While this was laying it on a bit thick in terms of moral high ground – and likely an underhanded jab at Facebook – it was the right thing to say, and given the freshness of fears around data usage, it was the right time to say it.
Skepticists, computer scientists and developers among you are probably thinking that while Twitter have donned a veil of openness here, this can’t be the whole story.
Given that Twitter refused to comment on conjecture that the bug may have been let in by neglectful developers, you might be right.
But, as we’ve discussed in our other blogs on PR wins, Twitter did right by acting quick, owning the moment and controlling the conversation around it.
Despite Twitter's situation being much less severe in terms of those affected, and less damaging to their reputation, they addressed it with the clarity and honesty of a social network CEO being grilled relentlessly by tech-illiterate congressmen.
Renowned security blogger Graham Cluley even said it was “quite encouraging that Twitter both found the problem internally, and informed its users quickly and transparently”.
So, to return to the discursive mention of GDPR at the start of this piece, modern fears surrounding data security and privacy should be at the front of every marketer’s mind.

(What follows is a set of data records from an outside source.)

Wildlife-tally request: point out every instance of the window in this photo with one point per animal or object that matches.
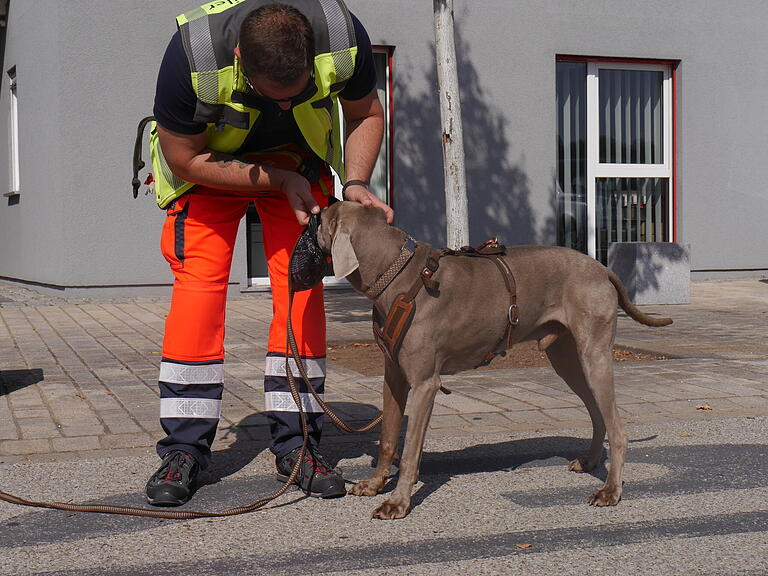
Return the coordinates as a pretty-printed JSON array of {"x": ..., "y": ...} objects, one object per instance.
[
  {"x": 13, "y": 136},
  {"x": 615, "y": 153}
]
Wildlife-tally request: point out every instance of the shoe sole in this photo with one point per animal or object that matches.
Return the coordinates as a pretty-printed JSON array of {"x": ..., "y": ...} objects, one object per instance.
[
  {"x": 325, "y": 495},
  {"x": 165, "y": 499}
]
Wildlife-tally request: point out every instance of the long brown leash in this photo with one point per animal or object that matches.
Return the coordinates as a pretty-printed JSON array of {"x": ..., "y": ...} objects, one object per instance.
[{"x": 291, "y": 350}]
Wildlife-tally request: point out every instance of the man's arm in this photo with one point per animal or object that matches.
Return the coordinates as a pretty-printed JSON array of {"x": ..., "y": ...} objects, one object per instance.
[
  {"x": 190, "y": 160},
  {"x": 365, "y": 128}
]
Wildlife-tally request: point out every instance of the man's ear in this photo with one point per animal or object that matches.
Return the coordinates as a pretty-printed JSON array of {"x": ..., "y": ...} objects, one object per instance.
[{"x": 343, "y": 255}]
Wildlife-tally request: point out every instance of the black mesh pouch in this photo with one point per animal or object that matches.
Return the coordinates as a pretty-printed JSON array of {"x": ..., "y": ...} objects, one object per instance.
[{"x": 308, "y": 262}]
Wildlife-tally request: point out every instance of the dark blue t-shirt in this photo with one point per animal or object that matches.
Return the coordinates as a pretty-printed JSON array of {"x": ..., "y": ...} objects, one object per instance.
[{"x": 175, "y": 99}]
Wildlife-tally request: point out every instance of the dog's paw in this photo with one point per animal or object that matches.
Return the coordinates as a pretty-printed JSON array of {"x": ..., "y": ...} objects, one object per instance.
[
  {"x": 605, "y": 497},
  {"x": 369, "y": 487},
  {"x": 391, "y": 510}
]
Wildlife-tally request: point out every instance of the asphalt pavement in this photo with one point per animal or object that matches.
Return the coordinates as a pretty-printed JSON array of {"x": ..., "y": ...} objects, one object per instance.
[{"x": 78, "y": 419}]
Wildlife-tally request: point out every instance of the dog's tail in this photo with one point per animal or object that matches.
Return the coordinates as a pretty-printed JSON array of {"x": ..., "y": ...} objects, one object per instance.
[{"x": 631, "y": 309}]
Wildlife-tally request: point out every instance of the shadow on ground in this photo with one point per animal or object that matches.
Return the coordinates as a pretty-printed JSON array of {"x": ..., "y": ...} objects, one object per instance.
[
  {"x": 690, "y": 469},
  {"x": 13, "y": 380}
]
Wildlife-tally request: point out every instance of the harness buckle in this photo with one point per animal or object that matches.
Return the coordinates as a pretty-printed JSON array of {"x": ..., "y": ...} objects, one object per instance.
[{"x": 513, "y": 321}]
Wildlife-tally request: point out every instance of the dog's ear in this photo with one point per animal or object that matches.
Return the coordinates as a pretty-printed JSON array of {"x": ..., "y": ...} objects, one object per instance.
[{"x": 343, "y": 255}]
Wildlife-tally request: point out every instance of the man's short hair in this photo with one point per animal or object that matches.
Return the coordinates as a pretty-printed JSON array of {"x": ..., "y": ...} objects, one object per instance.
[{"x": 277, "y": 42}]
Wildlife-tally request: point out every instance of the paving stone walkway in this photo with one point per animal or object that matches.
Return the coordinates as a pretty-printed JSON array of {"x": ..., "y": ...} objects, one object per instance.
[{"x": 80, "y": 377}]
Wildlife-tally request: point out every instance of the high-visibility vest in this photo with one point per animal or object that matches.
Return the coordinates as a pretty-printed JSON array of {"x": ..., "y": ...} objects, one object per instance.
[{"x": 209, "y": 35}]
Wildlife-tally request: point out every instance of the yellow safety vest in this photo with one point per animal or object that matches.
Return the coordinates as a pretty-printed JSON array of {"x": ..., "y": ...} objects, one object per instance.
[{"x": 209, "y": 35}]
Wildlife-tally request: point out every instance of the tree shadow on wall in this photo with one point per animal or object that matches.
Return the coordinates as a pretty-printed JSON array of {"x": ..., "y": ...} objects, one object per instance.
[{"x": 497, "y": 190}]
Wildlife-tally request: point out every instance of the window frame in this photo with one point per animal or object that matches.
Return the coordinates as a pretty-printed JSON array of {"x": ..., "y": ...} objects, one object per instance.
[
  {"x": 13, "y": 135},
  {"x": 596, "y": 169}
]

The need to be transparent in your communications could not be more starkly apparent.
Of course, complete transparency is a fallacy – there’s no reason to go publishing your monthly expenses for the sake of looking honest. But you should aim to cultivate an air of openness around your business.

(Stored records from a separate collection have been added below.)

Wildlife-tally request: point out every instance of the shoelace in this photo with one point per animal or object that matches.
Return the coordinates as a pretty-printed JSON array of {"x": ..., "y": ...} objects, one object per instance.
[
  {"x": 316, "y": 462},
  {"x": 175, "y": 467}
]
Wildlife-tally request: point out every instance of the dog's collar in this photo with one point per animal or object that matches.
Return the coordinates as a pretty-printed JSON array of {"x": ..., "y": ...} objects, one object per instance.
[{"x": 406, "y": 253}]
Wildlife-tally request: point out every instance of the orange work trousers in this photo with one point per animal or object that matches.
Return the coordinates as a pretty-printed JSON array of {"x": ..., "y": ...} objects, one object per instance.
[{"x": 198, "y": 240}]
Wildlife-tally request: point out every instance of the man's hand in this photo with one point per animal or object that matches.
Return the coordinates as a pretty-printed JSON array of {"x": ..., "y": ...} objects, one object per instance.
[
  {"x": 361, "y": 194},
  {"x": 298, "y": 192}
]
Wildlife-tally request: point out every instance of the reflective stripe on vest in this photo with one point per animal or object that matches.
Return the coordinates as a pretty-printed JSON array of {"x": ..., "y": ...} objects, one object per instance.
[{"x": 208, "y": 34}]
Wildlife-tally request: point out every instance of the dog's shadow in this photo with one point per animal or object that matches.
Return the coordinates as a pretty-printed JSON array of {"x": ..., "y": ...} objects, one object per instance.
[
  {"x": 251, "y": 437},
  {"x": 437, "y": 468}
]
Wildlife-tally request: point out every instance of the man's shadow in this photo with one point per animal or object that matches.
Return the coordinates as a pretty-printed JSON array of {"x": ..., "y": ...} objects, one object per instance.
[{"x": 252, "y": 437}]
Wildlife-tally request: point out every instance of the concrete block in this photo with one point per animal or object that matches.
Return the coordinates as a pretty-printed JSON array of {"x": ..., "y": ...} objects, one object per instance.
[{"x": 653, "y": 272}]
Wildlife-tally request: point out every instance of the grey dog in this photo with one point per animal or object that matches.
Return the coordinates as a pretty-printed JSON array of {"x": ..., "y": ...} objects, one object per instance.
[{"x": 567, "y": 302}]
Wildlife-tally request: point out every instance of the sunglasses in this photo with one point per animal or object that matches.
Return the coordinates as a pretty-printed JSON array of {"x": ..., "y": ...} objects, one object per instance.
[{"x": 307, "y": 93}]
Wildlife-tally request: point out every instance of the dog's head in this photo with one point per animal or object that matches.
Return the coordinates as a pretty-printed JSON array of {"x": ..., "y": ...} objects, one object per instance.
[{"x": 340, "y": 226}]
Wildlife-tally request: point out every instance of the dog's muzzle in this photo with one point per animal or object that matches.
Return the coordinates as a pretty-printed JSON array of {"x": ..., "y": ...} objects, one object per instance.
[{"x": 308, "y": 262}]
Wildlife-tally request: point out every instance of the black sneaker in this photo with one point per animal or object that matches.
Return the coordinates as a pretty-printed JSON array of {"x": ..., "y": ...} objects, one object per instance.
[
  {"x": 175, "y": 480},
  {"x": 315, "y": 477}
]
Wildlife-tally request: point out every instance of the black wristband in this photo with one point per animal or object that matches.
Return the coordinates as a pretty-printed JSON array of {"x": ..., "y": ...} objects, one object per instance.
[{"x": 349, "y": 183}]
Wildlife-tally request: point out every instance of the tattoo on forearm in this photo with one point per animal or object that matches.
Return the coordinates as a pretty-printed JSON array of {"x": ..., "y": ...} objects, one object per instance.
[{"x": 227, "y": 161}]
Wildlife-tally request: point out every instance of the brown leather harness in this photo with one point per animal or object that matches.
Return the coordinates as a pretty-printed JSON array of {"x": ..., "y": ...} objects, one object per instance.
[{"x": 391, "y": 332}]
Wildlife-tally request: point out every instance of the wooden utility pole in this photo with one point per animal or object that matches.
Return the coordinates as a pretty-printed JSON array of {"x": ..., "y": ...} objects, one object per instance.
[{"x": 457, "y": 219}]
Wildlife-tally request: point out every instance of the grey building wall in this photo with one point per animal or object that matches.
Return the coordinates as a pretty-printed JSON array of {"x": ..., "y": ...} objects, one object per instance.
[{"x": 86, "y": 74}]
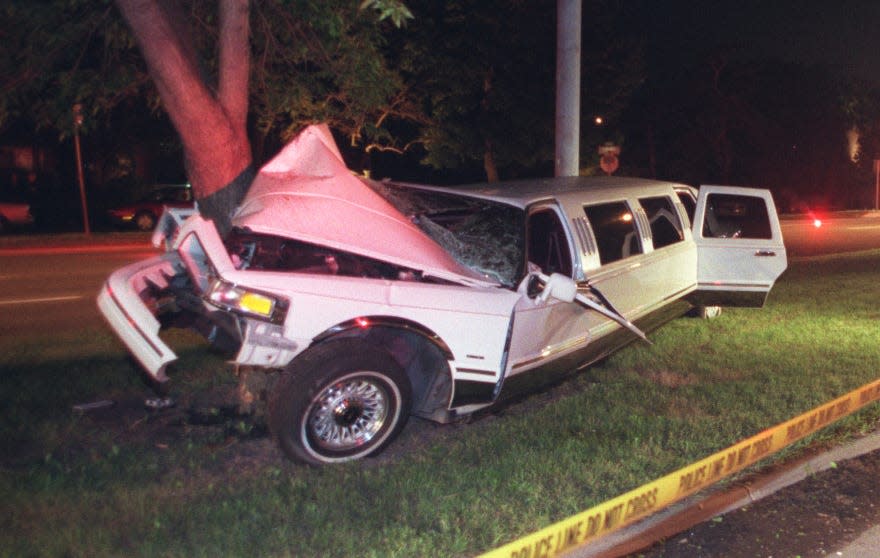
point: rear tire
(339, 401)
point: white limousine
(365, 302)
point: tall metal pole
(568, 87)
(77, 123)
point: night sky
(842, 35)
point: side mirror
(559, 287)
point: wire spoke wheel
(338, 401)
(349, 413)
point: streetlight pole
(77, 123)
(568, 87)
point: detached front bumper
(127, 301)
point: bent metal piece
(563, 288)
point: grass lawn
(72, 485)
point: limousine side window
(665, 225)
(732, 216)
(615, 230)
(547, 243)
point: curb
(697, 509)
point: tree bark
(212, 124)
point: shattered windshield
(482, 235)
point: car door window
(734, 216)
(547, 243)
(615, 230)
(689, 203)
(666, 228)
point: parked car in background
(144, 213)
(15, 212)
(365, 302)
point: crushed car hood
(307, 193)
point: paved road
(842, 232)
(55, 289)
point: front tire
(339, 401)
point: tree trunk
(212, 122)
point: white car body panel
(739, 263)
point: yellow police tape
(624, 510)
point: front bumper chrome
(125, 301)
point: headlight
(245, 301)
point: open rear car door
(739, 246)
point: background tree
(314, 61)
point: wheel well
(419, 352)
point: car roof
(523, 193)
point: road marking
(12, 301)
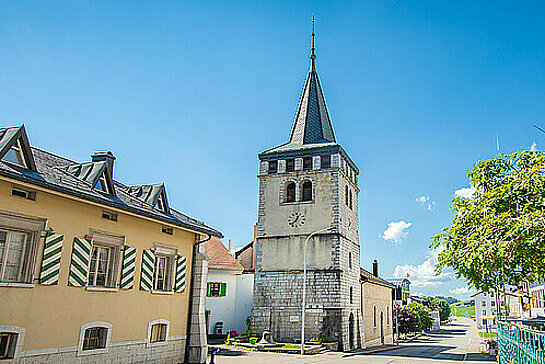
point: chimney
(375, 268)
(109, 158)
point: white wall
(222, 308)
(485, 311)
(243, 301)
(235, 306)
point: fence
(520, 345)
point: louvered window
(15, 253)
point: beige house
(376, 308)
(92, 270)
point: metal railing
(520, 345)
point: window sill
(163, 292)
(17, 284)
(156, 343)
(100, 289)
(92, 352)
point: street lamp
(305, 287)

What was so great about Twitter’s announcement was that it was clear and concise, and also translated quite a complex internal concept in terms that the average person could understand.
Differentiate yourself from the morass of reductive and ambiguous “opt in” email blasts. If you expect someone to crown you the gatekeeper of their online information, the least you can do is reward them with coherent communication, and aim to establish a mutual element of trust and understanding.
Be there for your customers and clients – express genuine empathy and concern for them, their privacy, and the security of their data.
Better yet, let that empathy be made clear by explaining how your business is changing to be more GDPR compliant, and be transparent in your explanation of what these changes will mean for your customers.